9/11 Chair: Attack Was Preventable

Quite amazing, and uncommonly ballsey things for a Republican to say during a Republican administration:

"Appointed by the Bush administration, Kean, a former Republican governor of New Jersey, is now pointing fingers inside the administration and laying blame. 'There are people that, if I was doing the job, would certainly not be in the position they were in at that time because they failed. They simply failed,' Kean said. "
 
9/11 Panel Faults U.S. For Letting Hijackers In
By Dan Eggen
Washington Post Staff Writer
Tuesday, January 27, 2004; Page A01

The U.S. government fumbled repeated opportunities to stop many of the men responsible for the Sept. 11, 2001, attacks from entering the country, missing fraudulent passports and other warning signs that should have attracted greater scrutiny, according to a preliminary report released yesterday.

The new findings by the independent commission investigating the terrorist strikes stand in marked contrast to the contentions of many senior U.S. officials, who for more than two years have portrayed the 19 hijackers as law-abiding travelers who did little to attract government suspicion and who, in nearly all cases, entered or resided in the country legally.

Yesterday's report disclosed that as many as eight of the hijackers carried passports that "showed evidence of fraudulent manipulation," while as many as five of the passports had "suspicious indicators." The report did not identify the details missed by authorities.

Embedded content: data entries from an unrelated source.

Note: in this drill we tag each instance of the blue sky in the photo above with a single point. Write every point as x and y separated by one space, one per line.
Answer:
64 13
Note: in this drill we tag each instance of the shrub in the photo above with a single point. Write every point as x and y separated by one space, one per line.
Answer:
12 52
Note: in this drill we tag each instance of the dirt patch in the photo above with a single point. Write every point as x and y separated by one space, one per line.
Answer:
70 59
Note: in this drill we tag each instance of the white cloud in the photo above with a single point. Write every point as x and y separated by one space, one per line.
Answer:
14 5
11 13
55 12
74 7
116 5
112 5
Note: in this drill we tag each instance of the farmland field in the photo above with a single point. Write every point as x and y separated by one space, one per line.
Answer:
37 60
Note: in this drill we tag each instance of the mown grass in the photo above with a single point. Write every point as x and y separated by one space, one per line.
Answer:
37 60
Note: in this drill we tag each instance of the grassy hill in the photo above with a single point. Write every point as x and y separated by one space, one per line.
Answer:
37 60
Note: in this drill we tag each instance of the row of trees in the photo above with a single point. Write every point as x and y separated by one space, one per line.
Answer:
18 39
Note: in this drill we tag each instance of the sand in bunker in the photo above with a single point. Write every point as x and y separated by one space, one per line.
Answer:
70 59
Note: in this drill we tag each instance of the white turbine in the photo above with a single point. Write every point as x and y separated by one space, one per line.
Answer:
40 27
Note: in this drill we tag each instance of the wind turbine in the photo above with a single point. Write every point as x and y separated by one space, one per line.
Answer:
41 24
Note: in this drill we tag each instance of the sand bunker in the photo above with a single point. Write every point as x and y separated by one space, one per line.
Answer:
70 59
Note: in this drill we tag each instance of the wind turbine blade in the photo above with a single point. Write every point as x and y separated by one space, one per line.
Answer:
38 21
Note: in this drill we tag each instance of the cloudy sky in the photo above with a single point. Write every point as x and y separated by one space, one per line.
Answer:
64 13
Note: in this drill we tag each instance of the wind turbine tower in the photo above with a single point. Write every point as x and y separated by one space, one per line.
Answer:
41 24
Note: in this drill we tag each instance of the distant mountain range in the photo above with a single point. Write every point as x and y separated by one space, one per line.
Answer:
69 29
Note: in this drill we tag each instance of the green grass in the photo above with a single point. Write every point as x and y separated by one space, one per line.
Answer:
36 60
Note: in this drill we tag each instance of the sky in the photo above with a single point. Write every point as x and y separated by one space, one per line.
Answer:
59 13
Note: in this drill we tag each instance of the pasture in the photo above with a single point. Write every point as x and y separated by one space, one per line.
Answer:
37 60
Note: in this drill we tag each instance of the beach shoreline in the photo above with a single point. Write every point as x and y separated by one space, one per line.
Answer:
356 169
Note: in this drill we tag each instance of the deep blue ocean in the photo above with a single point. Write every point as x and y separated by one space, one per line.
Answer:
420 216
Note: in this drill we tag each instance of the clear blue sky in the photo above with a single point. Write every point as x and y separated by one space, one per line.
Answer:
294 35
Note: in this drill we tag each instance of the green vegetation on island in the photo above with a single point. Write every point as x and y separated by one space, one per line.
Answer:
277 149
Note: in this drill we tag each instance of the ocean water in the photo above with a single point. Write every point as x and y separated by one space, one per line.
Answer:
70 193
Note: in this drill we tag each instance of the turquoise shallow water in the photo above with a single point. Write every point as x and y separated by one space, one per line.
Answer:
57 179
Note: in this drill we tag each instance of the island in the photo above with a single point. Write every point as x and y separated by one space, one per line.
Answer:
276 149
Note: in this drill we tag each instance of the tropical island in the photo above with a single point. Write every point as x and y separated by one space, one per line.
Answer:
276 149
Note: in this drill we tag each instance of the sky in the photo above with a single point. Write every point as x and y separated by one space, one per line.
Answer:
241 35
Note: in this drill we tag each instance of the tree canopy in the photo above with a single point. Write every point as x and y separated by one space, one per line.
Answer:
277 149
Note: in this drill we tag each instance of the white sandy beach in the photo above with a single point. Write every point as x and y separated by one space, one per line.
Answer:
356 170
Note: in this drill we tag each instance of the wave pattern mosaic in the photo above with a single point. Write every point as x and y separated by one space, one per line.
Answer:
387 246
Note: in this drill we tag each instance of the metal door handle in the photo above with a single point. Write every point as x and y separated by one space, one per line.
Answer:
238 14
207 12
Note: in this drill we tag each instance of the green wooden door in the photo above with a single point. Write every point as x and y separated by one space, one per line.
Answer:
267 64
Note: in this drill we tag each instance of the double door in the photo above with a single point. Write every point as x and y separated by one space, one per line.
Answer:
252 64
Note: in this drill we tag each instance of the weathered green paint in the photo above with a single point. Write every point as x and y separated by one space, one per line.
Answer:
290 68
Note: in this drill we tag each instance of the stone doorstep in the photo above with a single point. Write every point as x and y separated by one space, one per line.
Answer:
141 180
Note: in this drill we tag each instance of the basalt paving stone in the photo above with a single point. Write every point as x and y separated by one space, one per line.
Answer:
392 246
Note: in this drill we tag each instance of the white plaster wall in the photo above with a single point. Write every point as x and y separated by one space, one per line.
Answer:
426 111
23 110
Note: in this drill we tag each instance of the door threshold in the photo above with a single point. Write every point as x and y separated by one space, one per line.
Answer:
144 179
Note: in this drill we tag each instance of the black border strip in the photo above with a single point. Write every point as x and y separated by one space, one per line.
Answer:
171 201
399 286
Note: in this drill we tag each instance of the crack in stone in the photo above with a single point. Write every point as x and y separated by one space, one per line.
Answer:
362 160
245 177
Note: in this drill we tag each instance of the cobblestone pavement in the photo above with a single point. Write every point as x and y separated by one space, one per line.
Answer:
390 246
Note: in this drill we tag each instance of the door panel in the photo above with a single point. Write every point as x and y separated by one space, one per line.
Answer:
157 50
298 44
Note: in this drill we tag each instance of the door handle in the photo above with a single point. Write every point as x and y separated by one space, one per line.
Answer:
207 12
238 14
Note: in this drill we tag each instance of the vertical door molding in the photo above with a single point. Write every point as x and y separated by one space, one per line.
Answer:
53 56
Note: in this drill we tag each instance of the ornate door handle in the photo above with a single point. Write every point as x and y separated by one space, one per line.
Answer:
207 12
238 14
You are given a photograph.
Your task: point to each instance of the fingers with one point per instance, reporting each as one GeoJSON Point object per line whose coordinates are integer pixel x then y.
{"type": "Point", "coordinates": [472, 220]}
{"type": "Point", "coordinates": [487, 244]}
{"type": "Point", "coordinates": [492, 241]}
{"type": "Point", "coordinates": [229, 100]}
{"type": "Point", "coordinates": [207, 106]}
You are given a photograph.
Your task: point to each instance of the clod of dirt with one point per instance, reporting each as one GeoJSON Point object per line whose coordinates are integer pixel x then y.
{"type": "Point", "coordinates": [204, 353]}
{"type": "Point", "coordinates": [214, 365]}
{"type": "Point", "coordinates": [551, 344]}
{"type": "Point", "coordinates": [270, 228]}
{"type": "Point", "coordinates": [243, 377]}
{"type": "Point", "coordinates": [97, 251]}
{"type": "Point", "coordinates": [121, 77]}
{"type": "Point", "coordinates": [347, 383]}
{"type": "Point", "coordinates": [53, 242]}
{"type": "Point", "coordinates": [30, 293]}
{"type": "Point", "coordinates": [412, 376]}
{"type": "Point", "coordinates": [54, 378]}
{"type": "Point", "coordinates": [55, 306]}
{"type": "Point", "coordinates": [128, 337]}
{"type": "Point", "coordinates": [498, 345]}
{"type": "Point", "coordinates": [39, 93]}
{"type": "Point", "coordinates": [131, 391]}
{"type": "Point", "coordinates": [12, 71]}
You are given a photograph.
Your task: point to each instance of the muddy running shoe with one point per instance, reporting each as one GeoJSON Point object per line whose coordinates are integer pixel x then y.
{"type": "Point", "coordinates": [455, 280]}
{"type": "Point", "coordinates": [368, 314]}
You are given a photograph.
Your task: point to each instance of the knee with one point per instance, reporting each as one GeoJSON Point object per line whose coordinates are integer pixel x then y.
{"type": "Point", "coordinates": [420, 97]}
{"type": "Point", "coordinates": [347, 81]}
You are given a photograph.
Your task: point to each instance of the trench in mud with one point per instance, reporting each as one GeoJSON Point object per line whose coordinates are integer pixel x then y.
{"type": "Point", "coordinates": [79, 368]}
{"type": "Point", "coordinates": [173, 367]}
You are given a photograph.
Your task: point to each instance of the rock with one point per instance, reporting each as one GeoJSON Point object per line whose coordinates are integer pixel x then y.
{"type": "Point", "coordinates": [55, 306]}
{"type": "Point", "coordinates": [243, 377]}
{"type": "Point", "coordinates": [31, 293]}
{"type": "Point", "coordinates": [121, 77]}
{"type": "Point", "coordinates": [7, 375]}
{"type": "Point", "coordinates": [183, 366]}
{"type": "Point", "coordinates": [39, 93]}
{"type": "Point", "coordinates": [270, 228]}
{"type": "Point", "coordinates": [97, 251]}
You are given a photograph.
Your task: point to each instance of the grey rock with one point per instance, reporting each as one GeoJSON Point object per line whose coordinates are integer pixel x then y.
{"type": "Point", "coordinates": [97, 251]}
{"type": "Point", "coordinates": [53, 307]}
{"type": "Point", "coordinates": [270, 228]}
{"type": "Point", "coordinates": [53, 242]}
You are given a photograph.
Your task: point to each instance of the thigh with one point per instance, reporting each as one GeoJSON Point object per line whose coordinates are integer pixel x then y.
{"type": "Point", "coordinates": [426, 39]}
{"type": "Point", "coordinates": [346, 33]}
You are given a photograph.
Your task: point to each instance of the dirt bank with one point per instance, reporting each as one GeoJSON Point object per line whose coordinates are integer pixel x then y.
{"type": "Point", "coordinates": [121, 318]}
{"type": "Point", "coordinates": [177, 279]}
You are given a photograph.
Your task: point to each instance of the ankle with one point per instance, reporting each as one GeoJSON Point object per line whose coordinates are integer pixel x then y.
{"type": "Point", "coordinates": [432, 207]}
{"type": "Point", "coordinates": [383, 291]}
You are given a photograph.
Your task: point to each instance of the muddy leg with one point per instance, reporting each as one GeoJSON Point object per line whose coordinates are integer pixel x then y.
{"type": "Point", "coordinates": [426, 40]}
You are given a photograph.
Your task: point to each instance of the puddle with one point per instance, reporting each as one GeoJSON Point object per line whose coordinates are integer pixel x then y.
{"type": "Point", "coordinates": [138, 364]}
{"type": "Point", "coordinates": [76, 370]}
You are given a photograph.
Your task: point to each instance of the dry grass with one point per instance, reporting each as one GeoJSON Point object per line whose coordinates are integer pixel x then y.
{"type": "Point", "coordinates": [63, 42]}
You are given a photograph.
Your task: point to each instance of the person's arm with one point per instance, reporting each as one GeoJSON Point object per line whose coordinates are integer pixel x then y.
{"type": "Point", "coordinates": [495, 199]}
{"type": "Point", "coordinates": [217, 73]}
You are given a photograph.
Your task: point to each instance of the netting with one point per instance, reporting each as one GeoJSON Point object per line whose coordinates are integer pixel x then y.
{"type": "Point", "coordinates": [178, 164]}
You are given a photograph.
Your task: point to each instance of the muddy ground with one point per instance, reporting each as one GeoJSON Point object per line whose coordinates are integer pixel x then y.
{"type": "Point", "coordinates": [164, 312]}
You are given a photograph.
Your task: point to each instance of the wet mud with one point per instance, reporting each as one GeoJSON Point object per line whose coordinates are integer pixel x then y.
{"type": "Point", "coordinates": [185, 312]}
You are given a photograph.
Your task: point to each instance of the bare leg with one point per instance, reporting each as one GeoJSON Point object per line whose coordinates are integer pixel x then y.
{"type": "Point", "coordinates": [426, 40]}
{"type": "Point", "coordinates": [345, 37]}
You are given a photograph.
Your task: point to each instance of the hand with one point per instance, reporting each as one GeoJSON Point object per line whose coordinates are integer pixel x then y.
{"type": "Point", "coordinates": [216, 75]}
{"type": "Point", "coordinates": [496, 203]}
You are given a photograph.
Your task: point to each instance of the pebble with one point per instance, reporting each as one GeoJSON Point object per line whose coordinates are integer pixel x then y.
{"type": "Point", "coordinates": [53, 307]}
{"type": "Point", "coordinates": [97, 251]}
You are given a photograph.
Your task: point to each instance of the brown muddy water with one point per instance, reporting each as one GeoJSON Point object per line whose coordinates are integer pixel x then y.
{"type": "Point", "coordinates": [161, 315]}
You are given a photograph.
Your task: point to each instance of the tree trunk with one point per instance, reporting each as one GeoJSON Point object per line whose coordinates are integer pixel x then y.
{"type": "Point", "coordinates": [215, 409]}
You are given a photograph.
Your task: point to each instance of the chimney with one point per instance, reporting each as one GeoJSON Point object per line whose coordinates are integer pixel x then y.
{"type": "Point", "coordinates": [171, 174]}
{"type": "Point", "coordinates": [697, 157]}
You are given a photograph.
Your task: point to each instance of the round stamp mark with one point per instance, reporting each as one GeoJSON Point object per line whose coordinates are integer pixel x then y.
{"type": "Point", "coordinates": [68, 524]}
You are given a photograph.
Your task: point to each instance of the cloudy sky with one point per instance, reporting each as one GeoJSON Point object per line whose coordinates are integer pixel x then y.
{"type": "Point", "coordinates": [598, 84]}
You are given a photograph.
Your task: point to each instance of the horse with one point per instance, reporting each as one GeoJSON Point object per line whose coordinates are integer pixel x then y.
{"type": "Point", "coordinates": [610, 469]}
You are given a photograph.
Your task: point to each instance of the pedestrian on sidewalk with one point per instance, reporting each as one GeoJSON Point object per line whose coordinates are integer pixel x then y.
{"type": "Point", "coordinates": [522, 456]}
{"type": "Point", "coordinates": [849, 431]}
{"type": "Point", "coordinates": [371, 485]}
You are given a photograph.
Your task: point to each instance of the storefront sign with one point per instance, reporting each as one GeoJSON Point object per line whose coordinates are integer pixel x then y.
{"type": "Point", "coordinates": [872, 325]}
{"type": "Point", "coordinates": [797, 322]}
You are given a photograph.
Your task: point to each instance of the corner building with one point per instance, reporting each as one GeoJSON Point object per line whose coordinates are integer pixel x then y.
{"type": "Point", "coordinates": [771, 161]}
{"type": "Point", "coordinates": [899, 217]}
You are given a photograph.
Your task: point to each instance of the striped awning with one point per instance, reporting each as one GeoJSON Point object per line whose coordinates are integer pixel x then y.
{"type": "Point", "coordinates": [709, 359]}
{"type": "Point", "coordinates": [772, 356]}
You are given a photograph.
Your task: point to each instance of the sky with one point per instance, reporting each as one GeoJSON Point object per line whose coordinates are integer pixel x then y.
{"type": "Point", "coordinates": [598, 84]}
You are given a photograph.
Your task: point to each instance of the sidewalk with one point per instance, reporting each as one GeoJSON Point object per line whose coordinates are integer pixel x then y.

The report also found that at least six hijackers, including ringleader Mohamed Atta, violated U.S. immigration laws either while in the United States or while returning. Five of the hijackers aroused enough suspicion that they were questioned individually by customs or immigration inspectors but were eventually allowed to enter the United States. None of the hijackers filled out his visa application correctly, and three clearly lied on the forms, according to the report.
http://www.washingtonpost.com/wp-dyn/articles/A50466-2004Jan26.html
 
George Bush is in trouble.

With a $470 million dollar budget deficit for 2004, an incredibly weak dollar, several U.S. soldiers dying everyday in Iraq without any substantive evidence of weapons of mass destruction, and only 277,000 new jobs created since July, the White House is totally up for grabs.